Immobilien in Berlin

Die Stadt Berlin wird als Wohn− und Lebensort immer beliebter. Sie ist aufgrund ihrer Vielseitigkeit und ihres weltstädtischen Fluidums zum Anziehungspunkt besonders kreativer, unternehmungsfreudiger Menschen, die etwas Neues ausprobieren möchten, geworden.

Neue Mieter zieht es jetzt nicht mehr so sehr in Immobilien im Berliner Charlottenburg oder Schöneberg, sondern in Stadtbezirke, die nach 1990 für Menschen, mit kleinerem Geldbeutel bevorzugt wurden, besonders auch von Künstlern, Studenten und kreativen Unternehmern.

Damals zog man besonders gern in die Region um den Prenzlauer Berg. Eine Vielzahl neuer Geschäfte entstand. Boutiquen wurden eröffnet. Galerien wurden aufgemacht. Hübsche kleine Cafés und Straßencafés im Sommer wuchsen wie Pilze aus dem Boden. Kneipen wurden eröffnet. Heute kann man am Prenzlauer Berg zwischen einer Vielzahl nationaler Küchen und Speisen wählen.

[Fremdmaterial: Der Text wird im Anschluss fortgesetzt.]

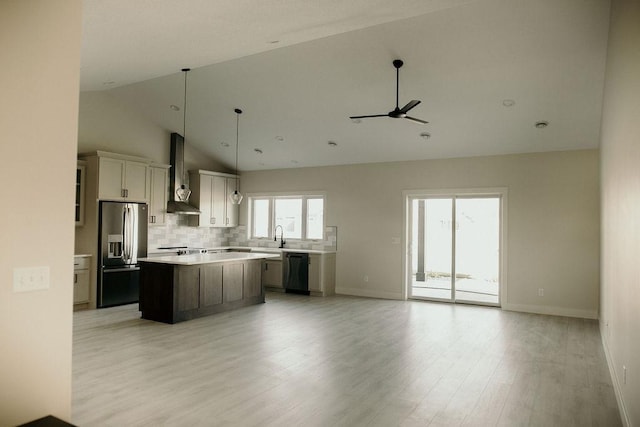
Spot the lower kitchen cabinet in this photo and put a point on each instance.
(272, 273)
(173, 293)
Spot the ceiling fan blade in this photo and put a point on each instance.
(409, 106)
(413, 119)
(366, 117)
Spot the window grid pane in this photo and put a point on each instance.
(315, 218)
(261, 218)
(288, 214)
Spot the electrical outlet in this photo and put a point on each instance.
(27, 279)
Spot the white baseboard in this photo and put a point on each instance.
(358, 292)
(553, 311)
(616, 384)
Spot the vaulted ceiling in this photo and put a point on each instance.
(486, 72)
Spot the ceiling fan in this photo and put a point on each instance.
(397, 113)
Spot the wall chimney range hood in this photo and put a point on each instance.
(176, 176)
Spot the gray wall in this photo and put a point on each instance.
(553, 221)
(620, 306)
(39, 79)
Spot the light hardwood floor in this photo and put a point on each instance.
(340, 361)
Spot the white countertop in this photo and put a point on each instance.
(157, 251)
(279, 250)
(197, 259)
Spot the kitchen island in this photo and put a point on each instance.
(183, 287)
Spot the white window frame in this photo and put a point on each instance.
(298, 195)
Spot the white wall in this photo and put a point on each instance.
(553, 221)
(108, 124)
(39, 80)
(620, 145)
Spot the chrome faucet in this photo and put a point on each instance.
(275, 236)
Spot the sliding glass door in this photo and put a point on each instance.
(454, 246)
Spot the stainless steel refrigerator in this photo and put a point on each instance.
(122, 240)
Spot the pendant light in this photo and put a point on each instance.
(183, 192)
(236, 197)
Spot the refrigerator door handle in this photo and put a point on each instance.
(125, 233)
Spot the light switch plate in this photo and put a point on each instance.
(26, 279)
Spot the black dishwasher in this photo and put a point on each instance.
(296, 272)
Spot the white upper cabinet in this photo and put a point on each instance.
(210, 193)
(158, 194)
(123, 180)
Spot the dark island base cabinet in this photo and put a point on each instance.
(173, 293)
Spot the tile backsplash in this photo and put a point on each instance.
(177, 232)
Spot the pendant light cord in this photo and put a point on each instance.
(184, 123)
(238, 112)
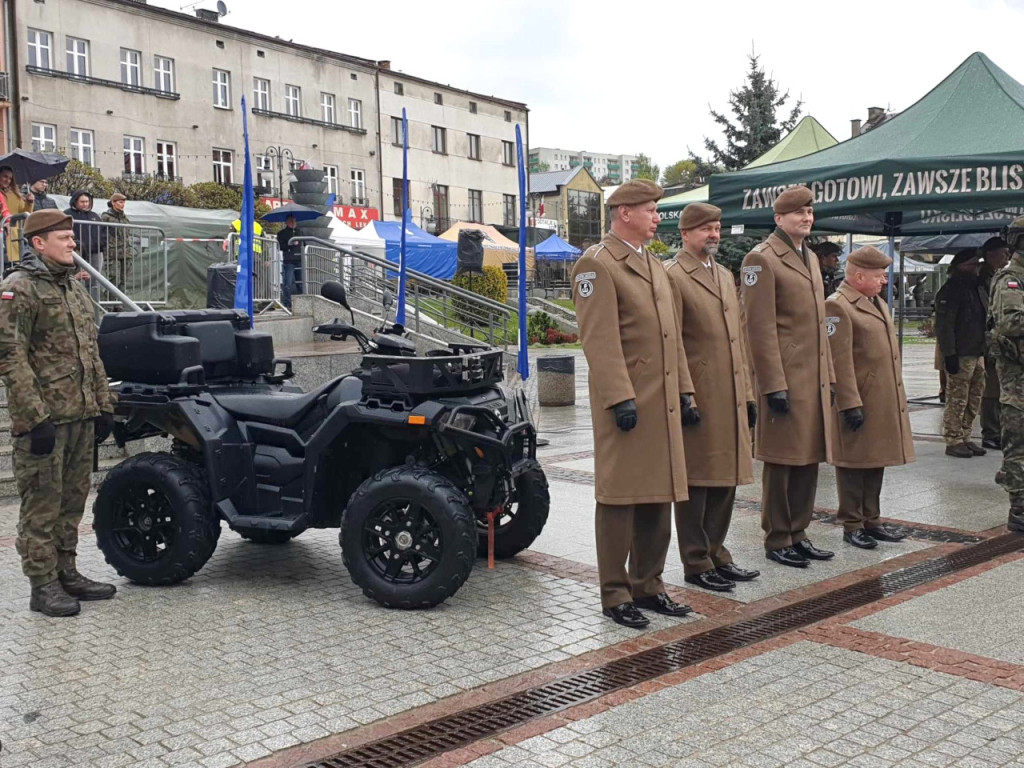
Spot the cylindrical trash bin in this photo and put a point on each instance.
(556, 380)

Mittlerweile haben sich die Mieten am Prenzlauer Berg teilweise seit 1991 verdreifacht. Der Wohnraum ist knapper geworden. Es hat sogar bereits ein Verdrängungsprozess von Künstlern und Leuten, die weniger Geld haben, eingesetzt. Nur noch wenige Studenten suchen eine Wohnung in dieser Region, ausgenommen die, deren Eltern die hohen Mieten bezahlen. Das betrifft zunehmend Studenten, die aus Bayern oder Baden−Württemberg zum Studium nach Berlin kommen. Immer mehr gut bezahlte Unternehmer ziehen jetzt hierher. Auch junge Ehepaare bevorzugen den Prenzlauer Berg, wenn sie beide eine gut bezahlte Arbeit haben. Der Prenzlauer Berg ist seitdem der Stadtbezirk Berlins, in dem die meisten Kinder geboren werden. Ärmere Familien aber mit Kindern verlassen die Gegend und ziehen etwas weiter weg, manche sogar weg von Berlin, weil sie die hohe Miete nicht mehr aufbringen können.

Der Friedrichshain und Neukölln werden jetzt immer mehr von Studenten und Leuten mit weniger Einkommen erobert. Hier wachsen Galerien und kleine Geschäfte wie Pilze aus dem Boden.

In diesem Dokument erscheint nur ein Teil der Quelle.